"A meek endeavor to the triumph" by Sampath Jayarathna

Thursday, December 09, 2010

Reading #25: A Descriptor for Large Scale Image Retrieval Based on Sketched Feature Lines

COMMENTS ON OTHERS:

            Jonathan

SUMMARY

              The main contribution of this work is a sketch-based query system for image databases containing millions of images. As most current retrieval algorithms for large image databases it is based on a small descriptor that captures essential properties of the images. A main feature is that it elegantly addresses the asymmetry between the binary user sketch on the one hand and the full color image on the other hand. The proposed descriptor is constructed in such a way that both the full color image and the sketch undergo exactly the same preprocessing steps to compute the descriptor. The resulting sketch based image retrieval system can be used by any novice user to quickly query the image database.
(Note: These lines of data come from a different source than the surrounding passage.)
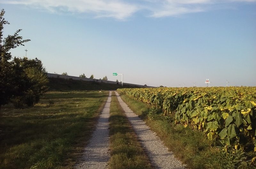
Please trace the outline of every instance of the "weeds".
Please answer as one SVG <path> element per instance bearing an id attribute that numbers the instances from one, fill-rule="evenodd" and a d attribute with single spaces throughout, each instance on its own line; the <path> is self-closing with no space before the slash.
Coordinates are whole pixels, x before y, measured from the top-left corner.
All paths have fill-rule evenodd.
<path id="1" fill-rule="evenodd" d="M 90 137 L 107 93 L 48 92 L 32 107 L 3 107 L 0 169 L 72 168 Z"/>

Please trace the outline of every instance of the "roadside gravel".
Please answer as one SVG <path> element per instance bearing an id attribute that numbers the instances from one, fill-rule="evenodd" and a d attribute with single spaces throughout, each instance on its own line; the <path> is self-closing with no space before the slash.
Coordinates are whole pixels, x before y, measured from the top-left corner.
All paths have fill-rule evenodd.
<path id="1" fill-rule="evenodd" d="M 115 92 L 122 108 L 131 122 L 151 164 L 156 168 L 184 169 L 186 166 L 174 156 L 145 122 L 134 114 Z"/>
<path id="2" fill-rule="evenodd" d="M 110 158 L 108 151 L 108 119 L 111 93 L 111 92 L 109 92 L 108 99 L 98 121 L 96 129 L 88 144 L 85 148 L 83 156 L 74 167 L 75 169 L 108 168 L 107 163 Z"/>

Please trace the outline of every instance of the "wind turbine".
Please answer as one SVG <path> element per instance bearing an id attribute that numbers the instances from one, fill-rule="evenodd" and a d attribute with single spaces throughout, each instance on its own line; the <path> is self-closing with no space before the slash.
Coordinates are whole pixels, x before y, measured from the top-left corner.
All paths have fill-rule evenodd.
<path id="1" fill-rule="evenodd" d="M 227 80 L 227 87 L 228 87 L 228 83 L 229 83 L 229 82 L 228 81 L 228 79 L 226 79 Z"/>

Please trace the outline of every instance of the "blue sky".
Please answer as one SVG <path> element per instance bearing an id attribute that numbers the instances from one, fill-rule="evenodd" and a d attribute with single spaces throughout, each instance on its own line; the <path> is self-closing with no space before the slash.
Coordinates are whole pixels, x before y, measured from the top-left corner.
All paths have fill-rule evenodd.
<path id="1" fill-rule="evenodd" d="M 256 86 L 256 0 L 1 0 L 49 73 L 152 86 Z"/>

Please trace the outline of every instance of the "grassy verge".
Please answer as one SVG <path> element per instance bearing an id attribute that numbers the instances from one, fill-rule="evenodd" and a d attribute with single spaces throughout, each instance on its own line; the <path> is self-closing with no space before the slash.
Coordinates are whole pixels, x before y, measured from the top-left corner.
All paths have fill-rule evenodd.
<path id="1" fill-rule="evenodd" d="M 115 96 L 112 96 L 110 107 L 109 128 L 109 169 L 152 168 Z"/>
<path id="2" fill-rule="evenodd" d="M 202 133 L 176 124 L 174 117 L 165 117 L 160 111 L 150 110 L 146 104 L 122 94 L 129 107 L 156 132 L 175 156 L 191 168 L 222 168 L 214 140 Z"/>
<path id="3" fill-rule="evenodd" d="M 3 107 L 0 169 L 71 168 L 108 92 L 50 92 L 31 108 Z"/>

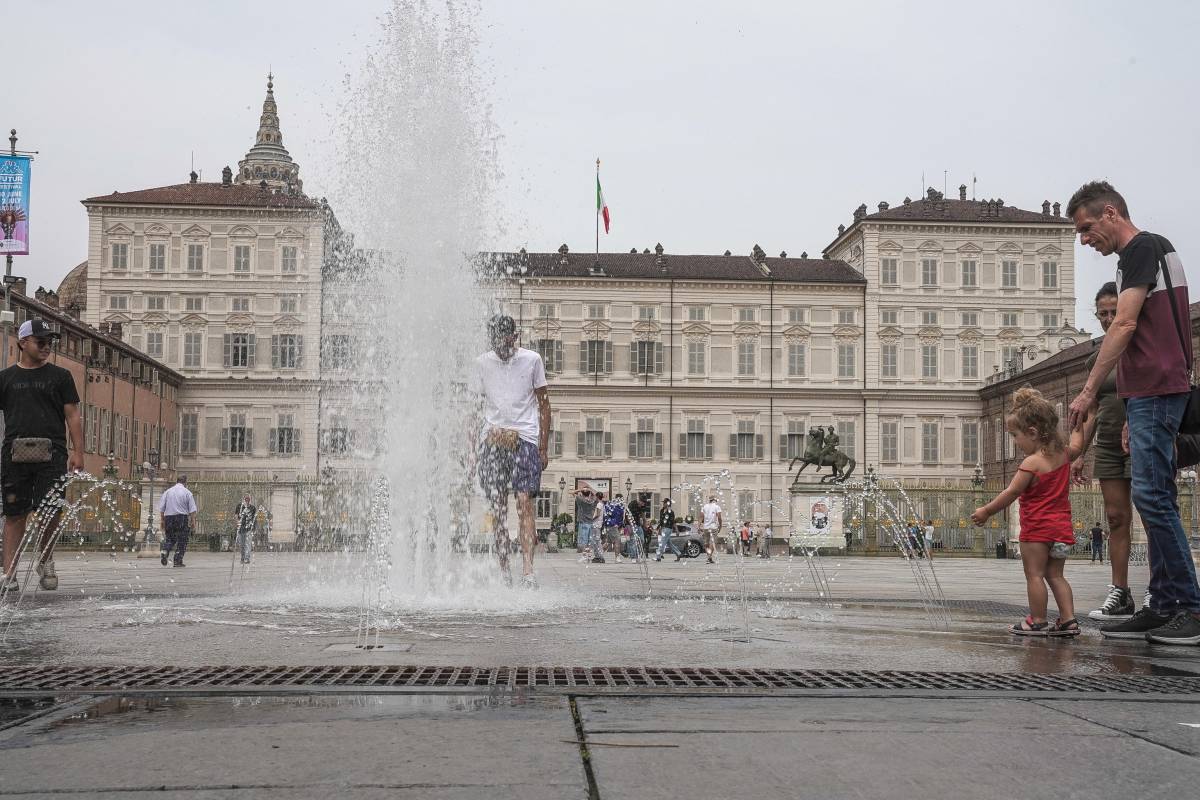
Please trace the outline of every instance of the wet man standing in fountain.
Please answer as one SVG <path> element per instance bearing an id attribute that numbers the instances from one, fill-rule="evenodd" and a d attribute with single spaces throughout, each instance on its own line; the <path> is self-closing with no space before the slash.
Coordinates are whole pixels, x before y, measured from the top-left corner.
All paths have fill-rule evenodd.
<path id="1" fill-rule="evenodd" d="M 29 512 L 50 492 L 61 498 L 64 475 L 83 469 L 83 422 L 74 378 L 48 361 L 56 331 L 41 319 L 30 319 L 17 332 L 20 355 L 0 372 L 0 410 L 4 410 L 4 449 L 0 482 L 4 489 L 4 575 L 0 594 L 19 589 L 17 549 L 25 536 Z M 67 455 L 67 431 L 71 453 Z M 55 515 L 58 510 L 55 509 Z M 56 523 L 43 521 L 38 548 L 38 585 L 58 589 L 54 570 Z"/>
<path id="2" fill-rule="evenodd" d="M 550 395 L 546 367 L 533 350 L 517 347 L 517 325 L 496 315 L 487 325 L 492 349 L 475 359 L 475 389 L 484 403 L 484 426 L 476 446 L 479 483 L 496 518 L 496 554 L 500 575 L 509 572 L 509 492 L 517 495 L 522 585 L 538 583 L 533 575 L 534 495 L 550 462 Z"/>

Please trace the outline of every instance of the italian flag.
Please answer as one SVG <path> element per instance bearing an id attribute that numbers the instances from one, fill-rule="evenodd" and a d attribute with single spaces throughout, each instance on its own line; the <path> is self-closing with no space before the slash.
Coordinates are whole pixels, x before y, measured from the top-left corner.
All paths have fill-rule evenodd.
<path id="1" fill-rule="evenodd" d="M 596 175 L 596 213 L 604 217 L 604 231 L 608 233 L 608 225 L 612 224 L 612 218 L 608 216 L 608 204 L 604 199 L 604 190 L 600 188 L 600 176 Z"/>

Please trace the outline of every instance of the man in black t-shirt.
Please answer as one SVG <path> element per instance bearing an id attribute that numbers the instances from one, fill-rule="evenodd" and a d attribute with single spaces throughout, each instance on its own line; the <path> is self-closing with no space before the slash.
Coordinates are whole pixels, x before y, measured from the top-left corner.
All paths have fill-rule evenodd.
<path id="1" fill-rule="evenodd" d="M 1070 427 L 1097 408 L 1104 379 L 1117 369 L 1126 403 L 1133 504 L 1150 547 L 1150 607 L 1100 627 L 1108 638 L 1200 644 L 1200 585 L 1180 521 L 1175 438 L 1188 404 L 1192 320 L 1183 263 L 1165 237 L 1139 230 L 1124 198 L 1104 181 L 1085 184 L 1067 215 L 1079 241 L 1118 254 L 1117 313 L 1084 389 L 1070 404 Z"/>
<path id="2" fill-rule="evenodd" d="M 58 501 L 62 476 L 83 469 L 83 422 L 74 378 L 49 363 L 50 349 L 59 338 L 41 319 L 22 324 L 17 333 L 20 355 L 17 363 L 0 372 L 0 410 L 4 411 L 4 446 L 0 449 L 0 491 L 4 494 L 4 572 L 0 593 L 19 589 L 17 551 L 25 536 L 29 512 L 43 507 L 50 518 L 41 521 L 37 543 L 38 585 L 58 589 L 54 543 L 58 537 Z M 67 453 L 67 429 L 71 452 Z M 17 440 L 23 440 L 17 443 Z M 30 441 L 32 440 L 32 441 Z M 49 447 L 44 446 L 48 440 Z M 17 459 L 13 446 L 17 443 Z M 48 504 L 43 506 L 42 503 Z"/>

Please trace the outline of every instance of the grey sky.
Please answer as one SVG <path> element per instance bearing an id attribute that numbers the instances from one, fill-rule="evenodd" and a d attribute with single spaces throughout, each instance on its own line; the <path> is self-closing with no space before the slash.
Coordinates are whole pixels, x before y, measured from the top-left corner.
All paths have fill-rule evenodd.
<path id="1" fill-rule="evenodd" d="M 184 182 L 193 151 L 206 180 L 236 166 L 269 66 L 305 190 L 330 194 L 342 80 L 386 7 L 10 8 L 0 125 L 41 151 L 14 271 L 58 285 L 83 260 L 84 197 Z M 1200 285 L 1195 4 L 529 0 L 485 2 L 480 32 L 504 137 L 497 248 L 590 249 L 598 156 L 610 251 L 817 255 L 859 203 L 916 198 L 922 172 L 1034 210 L 1104 176 Z M 1096 330 L 1087 300 L 1115 261 L 1079 266 L 1073 321 Z"/>

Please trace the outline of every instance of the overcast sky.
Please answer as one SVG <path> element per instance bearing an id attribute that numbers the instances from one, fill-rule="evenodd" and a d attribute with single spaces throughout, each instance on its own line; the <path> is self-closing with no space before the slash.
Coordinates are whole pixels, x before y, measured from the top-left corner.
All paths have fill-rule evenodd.
<path id="1" fill-rule="evenodd" d="M 437 5 L 437 4 L 434 4 Z M 37 150 L 34 253 L 58 285 L 86 255 L 79 200 L 236 167 L 274 68 L 284 143 L 331 194 L 332 116 L 388 0 L 42 0 L 5 12 L 0 116 Z M 496 248 L 820 254 L 860 203 L 949 194 L 1039 210 L 1106 178 L 1200 285 L 1200 4 L 485 1 L 503 140 Z M 323 186 L 323 182 L 326 186 Z M 403 191 L 403 187 L 397 187 Z M 1076 324 L 1112 259 L 1076 249 Z M 1200 295 L 1200 291 L 1196 293 Z M 1196 299 L 1194 296 L 1193 299 Z"/>

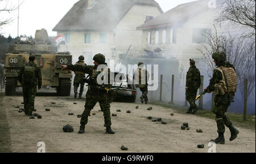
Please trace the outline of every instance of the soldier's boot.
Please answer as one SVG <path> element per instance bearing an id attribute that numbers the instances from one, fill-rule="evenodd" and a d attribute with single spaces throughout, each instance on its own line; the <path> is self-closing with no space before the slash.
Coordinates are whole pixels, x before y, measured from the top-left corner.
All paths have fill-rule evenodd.
<path id="1" fill-rule="evenodd" d="M 142 103 L 144 103 L 143 97 L 142 96 L 141 97 L 141 102 Z"/>
<path id="2" fill-rule="evenodd" d="M 231 133 L 231 136 L 229 139 L 229 141 L 232 141 L 237 138 L 237 135 L 239 134 L 239 131 L 233 126 L 230 126 L 229 128 Z"/>
<path id="3" fill-rule="evenodd" d="M 215 140 L 211 140 L 211 142 L 214 142 L 216 144 L 225 144 L 225 138 L 224 133 L 218 133 L 218 136 Z"/>
<path id="4" fill-rule="evenodd" d="M 79 134 L 82 134 L 84 133 L 84 128 L 85 125 L 85 124 L 81 124 L 80 128 L 79 129 Z"/>
<path id="5" fill-rule="evenodd" d="M 107 126 L 106 129 L 106 133 L 113 135 L 114 134 L 115 132 L 112 131 L 110 126 Z"/>

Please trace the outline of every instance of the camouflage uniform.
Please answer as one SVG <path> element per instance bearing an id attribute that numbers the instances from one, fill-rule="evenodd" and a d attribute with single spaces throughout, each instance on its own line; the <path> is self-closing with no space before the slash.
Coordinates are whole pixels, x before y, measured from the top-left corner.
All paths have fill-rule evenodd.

The power of the system stems from exploiting the vast amount of existing images, which offsets obvious deficits in image descriptors and search.

The authors state that the descriptor’s performance is superior to a variant of the MPEG-7 edge histogram descriptor in a quantitative evaluation for which measured retrieval ranks of 27 sketches created from reference images out of the image database. 

DISCUSSION

            I’m totally perplexed. Is this related to sketch recognition? 

2 comments:

Francisco (Paco) Vides said...

I think it is. If you take into account that the descriptor is a feature of both the sketch and the images it is actually very similar to the various template matching recognizers seen before, just that in this case the submitted sketch is not really a sketch but an image and is not one but a million.

Jonathan H. said...

My answer is: yes. It's different in that it does not recognize the actual sketch like most of the other papers we've seen this semester. Instead, it's an image-based search system. I think it's about time someone created one of those.